Les Pizzlys, de Jérémie Moreau (Delcourt, 2022)

Note de lecture par Aude-Lise Bémer

Volutes de rose et de vert émergeant depuis une forêt d'ombres, trois silhouettes qui traversent un ciel étoilé et un titre énigmatique. Que serait donc un pizzly ? Une créature fantaisiste inventée par l'auteur pour embarquer le lecteur dans son univers onirique ? La créature est pourtant bien réelle, fusion du grizzly et de l'ours polaire, un animal hybride. Une reproduction opportuniste directement liée au réchauffement climatique qui, en provoquant la superposition de leurs aires de répartition, façonne ces hybridations.

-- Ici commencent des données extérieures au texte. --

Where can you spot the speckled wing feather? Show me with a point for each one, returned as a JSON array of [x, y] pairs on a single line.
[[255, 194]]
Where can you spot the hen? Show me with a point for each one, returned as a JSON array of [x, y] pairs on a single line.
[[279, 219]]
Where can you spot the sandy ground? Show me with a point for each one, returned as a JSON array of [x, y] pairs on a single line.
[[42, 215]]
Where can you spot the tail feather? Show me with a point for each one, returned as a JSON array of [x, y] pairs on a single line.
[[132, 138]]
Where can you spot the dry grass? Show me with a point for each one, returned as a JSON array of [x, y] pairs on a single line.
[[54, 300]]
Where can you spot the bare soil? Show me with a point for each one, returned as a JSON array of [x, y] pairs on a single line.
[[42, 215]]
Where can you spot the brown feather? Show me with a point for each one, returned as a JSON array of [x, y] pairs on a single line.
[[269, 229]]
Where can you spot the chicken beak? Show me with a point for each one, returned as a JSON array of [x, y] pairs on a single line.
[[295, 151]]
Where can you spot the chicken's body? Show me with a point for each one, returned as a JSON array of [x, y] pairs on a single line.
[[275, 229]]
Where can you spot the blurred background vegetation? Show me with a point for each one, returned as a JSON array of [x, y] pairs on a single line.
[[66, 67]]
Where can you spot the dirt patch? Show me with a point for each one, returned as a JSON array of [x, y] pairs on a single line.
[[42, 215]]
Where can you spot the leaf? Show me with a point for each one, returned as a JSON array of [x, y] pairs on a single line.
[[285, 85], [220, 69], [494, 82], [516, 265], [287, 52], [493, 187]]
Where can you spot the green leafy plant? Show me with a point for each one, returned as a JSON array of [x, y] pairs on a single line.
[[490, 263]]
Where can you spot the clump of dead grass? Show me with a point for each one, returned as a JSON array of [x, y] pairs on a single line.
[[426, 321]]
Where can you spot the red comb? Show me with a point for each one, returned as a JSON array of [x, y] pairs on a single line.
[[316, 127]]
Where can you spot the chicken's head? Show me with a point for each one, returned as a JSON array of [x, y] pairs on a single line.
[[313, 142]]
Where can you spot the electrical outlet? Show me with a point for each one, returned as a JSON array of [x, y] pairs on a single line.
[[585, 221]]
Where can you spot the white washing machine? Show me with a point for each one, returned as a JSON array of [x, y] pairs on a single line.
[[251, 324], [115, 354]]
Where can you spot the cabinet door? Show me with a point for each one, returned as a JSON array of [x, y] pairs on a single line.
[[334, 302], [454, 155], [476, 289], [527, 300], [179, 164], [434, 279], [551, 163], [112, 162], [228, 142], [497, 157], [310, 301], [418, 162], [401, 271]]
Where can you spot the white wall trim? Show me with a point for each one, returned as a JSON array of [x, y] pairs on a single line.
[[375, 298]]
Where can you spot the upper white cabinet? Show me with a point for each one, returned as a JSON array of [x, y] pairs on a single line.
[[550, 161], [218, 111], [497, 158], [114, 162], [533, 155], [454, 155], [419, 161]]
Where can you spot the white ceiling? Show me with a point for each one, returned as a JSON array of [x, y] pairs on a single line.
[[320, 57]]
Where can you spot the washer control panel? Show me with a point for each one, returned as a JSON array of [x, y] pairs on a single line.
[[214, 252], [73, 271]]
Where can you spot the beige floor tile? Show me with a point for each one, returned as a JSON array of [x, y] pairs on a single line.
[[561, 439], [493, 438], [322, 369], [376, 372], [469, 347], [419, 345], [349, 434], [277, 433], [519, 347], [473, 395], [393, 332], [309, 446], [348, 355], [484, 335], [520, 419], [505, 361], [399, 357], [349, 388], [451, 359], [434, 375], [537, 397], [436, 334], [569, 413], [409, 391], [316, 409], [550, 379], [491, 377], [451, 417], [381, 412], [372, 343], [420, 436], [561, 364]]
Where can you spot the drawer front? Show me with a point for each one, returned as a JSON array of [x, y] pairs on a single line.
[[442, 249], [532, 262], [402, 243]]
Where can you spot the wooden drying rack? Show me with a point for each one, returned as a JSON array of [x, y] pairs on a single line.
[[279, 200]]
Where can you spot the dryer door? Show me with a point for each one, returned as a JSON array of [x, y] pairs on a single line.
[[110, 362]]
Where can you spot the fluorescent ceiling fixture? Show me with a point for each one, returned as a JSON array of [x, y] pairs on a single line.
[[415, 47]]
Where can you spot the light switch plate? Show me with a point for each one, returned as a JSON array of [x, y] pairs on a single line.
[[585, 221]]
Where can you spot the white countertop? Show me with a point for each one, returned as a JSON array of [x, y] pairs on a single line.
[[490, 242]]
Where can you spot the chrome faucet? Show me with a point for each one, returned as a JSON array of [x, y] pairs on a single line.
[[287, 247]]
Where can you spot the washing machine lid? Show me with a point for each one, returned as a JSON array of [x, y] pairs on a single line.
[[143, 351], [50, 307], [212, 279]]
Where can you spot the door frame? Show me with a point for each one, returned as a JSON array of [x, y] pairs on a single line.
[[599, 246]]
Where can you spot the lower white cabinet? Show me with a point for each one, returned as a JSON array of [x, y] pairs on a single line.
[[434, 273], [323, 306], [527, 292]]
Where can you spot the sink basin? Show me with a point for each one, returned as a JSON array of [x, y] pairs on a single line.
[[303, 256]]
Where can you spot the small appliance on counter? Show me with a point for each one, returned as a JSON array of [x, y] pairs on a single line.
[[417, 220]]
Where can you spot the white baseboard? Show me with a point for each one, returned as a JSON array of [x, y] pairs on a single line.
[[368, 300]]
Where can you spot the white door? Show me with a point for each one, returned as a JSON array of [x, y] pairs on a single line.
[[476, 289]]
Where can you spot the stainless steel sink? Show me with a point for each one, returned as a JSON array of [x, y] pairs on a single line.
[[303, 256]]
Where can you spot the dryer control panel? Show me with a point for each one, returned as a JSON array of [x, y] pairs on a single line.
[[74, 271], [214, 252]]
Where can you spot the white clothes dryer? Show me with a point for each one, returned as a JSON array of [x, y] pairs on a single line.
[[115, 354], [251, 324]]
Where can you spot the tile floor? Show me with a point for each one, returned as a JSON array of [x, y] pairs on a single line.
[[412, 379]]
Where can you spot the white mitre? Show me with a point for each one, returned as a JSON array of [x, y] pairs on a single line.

Des pizzlys épinglés comme un symbole de mutation dans la BD du multi primé Jérémie Moreau qui signe le scénario, le dessin et les couleurs éblouissantes de cette fable écolo-humaniste dans laquelle une fratrie parisienne embrumée dans une routine numérique lentement disjoncte. Le grand frère peine à payer les factures comme chauffeur de VTC, éclusant ses journées dans le vortex cubique de son GPS ; sa soeur absorbe tout son temps libre dans la contemplation livide de son smartphone, à côté et pourtant si distante du petit dernier dont les pouces ne quittent jamais sa console de jeu. La fratrie est sauvée in-extremis par une Alaskaine de retour au pays après une vie d'absence, qui les embarque tous les trois dans un quotidien où la valeur d'un individu se mesure à sa capacité de survie et à sa compréhension du vivant. Les trois frères et soeurs réapprennent la vie au sens noble du terme, à se reconnecter à leur sens et à leur âme ; et c'est alors que la BD prend un tour onirique, matinée de rêves chamaniques et de réincarnations prémonitoires. Tandis que l'aîné part à la recherche de sa boussole intérieure, le petit frère lâche ses mondes virtuels pour la faune en 3D, et sa soeur troque les réseaux sociaux contre une amitié vibrante avec une fille de son âge qui lui envie sa légèreté, voire sa futilité d'occidentale.

À dévorer sans tarder si l'on veut, nous aussi, échapper à l'hybridation et reprendre le contrôle de notre propre métamorphose.